Siena, Genoa and St George

Hanging up on my childhood bedroom wall for a longish period, alongside a multicoloured map of the world, and a small, framed picture of a red Lamborghini, was a rather more obscure decoration: a Tartuca (tortoise) flag from the Italian city of Siena. This flag represented a southern district of the city which I (aged 6) had for some reason decided to adopt as my own when, on a family holiday, we paid it a visit near the time of its famous annual Palio (horse race). This horse race takes place each year in a grand, medieval square in the centre of Siena. Each horse in the race represents a district of the city and competes in the colours of that district’s flag: something of the excitement of this year’s race is tangible here.

I remember the yellow and blue flag I took away with me that summer – and Siena – vividly, even though I haven’t since been back to the city. My abiding memories are of the city’s grand and spectacular architecture and of its many flags – bright, striking and vibrant flags – which adorned the walls of the hotel and restaurants I saw, among other places. (Alas I have no memories of the horserace itself which, for reasons of safety, my parents didn’t allow me or my brother to attend). Of my flag, I have no clue as to its eventual fate: by the time I was a teenager, after a couple of house moves, it had disappeared from my wall.

Last week, the topic of Italian flags was thrust upon me from a different and unexpected direction in the context of a year 9 Latin lesson. I had just finished delivering a carefully crafted 2 minute speech to my class of 13 year olds on the ways contemporary textbooks can present a mollified, incomplete and deficient picture of the lives and experiences of ancient slaves. The sheer physical brutality and cruelty to which so many slaves were often subjected, in lots of different ways, is rather skimmed over by school-level treatments of the topic of ancient slavery. This, I suggested, is something a good pupil would do well to remember and reflect upon.

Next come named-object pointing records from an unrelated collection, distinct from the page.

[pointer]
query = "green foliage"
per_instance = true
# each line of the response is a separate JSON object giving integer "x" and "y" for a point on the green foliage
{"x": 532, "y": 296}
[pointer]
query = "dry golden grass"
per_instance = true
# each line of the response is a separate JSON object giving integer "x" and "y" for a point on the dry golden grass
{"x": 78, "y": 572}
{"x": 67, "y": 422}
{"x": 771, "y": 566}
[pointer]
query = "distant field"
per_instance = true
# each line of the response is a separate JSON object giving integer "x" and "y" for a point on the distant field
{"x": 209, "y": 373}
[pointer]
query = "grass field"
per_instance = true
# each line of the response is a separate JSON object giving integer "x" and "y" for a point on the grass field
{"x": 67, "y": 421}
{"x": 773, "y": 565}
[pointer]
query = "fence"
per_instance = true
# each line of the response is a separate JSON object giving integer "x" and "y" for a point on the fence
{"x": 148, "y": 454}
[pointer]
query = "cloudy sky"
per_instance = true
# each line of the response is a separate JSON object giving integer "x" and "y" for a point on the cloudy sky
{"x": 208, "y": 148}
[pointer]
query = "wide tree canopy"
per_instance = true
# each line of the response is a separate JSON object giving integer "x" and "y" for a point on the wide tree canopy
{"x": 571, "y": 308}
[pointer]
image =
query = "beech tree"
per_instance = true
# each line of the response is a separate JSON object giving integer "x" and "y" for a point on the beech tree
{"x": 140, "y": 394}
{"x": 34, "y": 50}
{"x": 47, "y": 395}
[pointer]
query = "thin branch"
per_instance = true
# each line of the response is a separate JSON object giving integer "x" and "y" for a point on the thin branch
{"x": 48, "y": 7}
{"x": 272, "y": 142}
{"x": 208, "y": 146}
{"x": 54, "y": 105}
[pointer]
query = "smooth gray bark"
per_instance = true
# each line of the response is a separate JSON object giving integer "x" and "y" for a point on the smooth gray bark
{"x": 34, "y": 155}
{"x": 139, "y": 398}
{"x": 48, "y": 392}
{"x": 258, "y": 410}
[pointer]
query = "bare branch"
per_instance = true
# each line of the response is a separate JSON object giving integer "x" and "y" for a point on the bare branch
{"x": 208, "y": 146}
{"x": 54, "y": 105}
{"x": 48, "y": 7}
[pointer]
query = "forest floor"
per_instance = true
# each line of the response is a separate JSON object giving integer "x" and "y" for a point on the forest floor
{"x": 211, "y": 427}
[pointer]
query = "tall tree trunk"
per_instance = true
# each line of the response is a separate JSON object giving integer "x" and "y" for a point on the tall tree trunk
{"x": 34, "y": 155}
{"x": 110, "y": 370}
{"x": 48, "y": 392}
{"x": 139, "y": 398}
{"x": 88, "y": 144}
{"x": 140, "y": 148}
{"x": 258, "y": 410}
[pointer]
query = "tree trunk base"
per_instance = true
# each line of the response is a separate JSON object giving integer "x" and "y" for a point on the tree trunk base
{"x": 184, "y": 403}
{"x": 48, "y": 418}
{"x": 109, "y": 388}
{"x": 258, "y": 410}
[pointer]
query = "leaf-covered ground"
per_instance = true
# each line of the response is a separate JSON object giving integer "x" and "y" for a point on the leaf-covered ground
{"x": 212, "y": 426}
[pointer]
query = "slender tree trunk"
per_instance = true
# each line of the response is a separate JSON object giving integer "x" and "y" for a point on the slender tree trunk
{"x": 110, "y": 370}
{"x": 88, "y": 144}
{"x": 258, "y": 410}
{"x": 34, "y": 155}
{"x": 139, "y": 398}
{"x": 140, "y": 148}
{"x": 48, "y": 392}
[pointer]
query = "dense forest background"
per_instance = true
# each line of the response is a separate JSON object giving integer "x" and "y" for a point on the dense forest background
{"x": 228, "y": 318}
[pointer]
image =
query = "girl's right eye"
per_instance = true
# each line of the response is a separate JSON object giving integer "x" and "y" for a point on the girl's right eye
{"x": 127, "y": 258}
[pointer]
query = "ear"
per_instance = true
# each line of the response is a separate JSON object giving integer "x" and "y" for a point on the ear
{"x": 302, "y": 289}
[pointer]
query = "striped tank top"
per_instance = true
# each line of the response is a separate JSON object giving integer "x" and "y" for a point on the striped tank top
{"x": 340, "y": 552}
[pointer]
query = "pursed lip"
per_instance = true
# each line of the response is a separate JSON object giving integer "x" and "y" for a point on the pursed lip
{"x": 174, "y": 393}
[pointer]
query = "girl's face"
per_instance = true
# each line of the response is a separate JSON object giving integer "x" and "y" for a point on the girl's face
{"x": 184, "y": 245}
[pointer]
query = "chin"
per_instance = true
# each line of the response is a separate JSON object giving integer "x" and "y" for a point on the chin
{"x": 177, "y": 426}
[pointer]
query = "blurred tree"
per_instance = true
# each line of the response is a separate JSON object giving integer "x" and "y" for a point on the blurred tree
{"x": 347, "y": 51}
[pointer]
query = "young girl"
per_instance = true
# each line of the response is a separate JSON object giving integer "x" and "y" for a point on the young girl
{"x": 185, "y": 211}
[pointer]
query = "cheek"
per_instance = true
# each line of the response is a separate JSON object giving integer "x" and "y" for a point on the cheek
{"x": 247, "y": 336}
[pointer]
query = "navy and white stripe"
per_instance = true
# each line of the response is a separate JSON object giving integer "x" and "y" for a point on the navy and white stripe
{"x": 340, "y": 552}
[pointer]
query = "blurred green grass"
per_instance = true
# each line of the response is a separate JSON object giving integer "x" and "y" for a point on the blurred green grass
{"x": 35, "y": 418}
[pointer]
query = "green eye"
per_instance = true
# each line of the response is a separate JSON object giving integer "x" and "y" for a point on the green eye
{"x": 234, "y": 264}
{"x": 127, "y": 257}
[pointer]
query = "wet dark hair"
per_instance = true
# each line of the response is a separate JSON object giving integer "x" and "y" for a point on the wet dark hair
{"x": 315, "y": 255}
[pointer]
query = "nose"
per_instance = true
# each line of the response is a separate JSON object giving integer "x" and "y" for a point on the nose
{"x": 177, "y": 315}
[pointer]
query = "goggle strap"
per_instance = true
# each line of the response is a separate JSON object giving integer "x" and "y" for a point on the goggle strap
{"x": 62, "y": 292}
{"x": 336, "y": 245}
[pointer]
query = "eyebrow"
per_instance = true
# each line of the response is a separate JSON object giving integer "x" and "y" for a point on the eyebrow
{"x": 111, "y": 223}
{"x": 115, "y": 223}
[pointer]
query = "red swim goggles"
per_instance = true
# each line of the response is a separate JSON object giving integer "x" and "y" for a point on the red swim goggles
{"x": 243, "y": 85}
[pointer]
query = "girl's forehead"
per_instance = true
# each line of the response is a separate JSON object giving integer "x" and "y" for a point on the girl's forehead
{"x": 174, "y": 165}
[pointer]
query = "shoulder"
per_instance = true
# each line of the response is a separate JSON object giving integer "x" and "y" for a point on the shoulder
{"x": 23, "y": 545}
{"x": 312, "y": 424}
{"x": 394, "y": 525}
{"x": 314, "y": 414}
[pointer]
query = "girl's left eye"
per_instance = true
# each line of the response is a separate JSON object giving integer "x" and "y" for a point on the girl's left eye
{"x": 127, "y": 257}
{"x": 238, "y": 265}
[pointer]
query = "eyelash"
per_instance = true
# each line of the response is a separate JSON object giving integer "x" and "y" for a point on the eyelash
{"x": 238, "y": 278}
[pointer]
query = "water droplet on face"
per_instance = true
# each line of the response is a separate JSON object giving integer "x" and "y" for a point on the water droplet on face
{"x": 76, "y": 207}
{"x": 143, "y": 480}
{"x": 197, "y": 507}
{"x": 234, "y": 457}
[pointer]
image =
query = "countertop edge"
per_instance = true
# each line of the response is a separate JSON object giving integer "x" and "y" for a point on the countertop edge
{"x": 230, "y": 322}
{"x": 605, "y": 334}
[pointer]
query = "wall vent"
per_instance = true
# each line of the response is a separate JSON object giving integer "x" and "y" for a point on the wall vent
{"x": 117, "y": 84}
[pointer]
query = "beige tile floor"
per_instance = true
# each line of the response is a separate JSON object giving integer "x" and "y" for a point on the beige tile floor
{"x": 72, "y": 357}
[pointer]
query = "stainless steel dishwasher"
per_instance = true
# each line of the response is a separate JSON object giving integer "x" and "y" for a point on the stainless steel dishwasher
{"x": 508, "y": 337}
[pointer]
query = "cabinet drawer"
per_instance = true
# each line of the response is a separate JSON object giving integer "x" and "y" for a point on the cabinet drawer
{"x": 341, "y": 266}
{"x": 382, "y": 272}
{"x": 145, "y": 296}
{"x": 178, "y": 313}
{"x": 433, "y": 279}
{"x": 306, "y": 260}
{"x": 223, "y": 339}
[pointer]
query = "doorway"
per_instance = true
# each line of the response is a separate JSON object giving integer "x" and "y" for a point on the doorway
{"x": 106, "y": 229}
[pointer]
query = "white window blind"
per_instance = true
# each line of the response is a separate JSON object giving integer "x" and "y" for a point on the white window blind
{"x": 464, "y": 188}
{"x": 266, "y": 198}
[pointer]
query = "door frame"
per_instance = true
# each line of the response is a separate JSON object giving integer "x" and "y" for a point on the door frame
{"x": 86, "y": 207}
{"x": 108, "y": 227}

It was an important point (well made, I had thought) and the class was now quiet. Pleasingly, a hand went up from the back row. Good: someone had got the message. In teaching, however, there are times when, in spite of your best efforts to hold their attention, pupils’ minds drift to different and faraway places. Here was one such case. Giving the appearance of deep perplexity, with quizzical tone and furrowed brow, this pupil asked: ‘Sir, why does Genoa use the St George’s flag? My family was in Italy over the summer and we saw it everywhere there’.

Not exactly on topic, to be sure, but here was a good question – and one (to my slight embarrassment) I couldn’t answer. I had a pre-existing sense that there was something funny and particular about Genoa and its flag(s), but absolutely no clear idea of what was going on here. So I promised to try to find out the answer and moved on.

The answer I discovered was, in essence, that the pupil’s question was wrongly formulated: we ought rather to ask how it is that the English came to adopt the flag of the medieval city of Genoa. I will leave readers to research this for themselves – there is a recent Guardian article which touches on the subject here (though if there is a particularly good treatment of the subject available to read free online, I am yet myself to find it!). Meanwhile, I cannot resist remarking on an irony: that, in an age when the red and white flag of St George is sometimes used to symbolise the essential separateness of the English from other peoples, including those living on the continent (and throughout the EU), the ‘English’ flag’s own origins lie precisely in mainland Europe.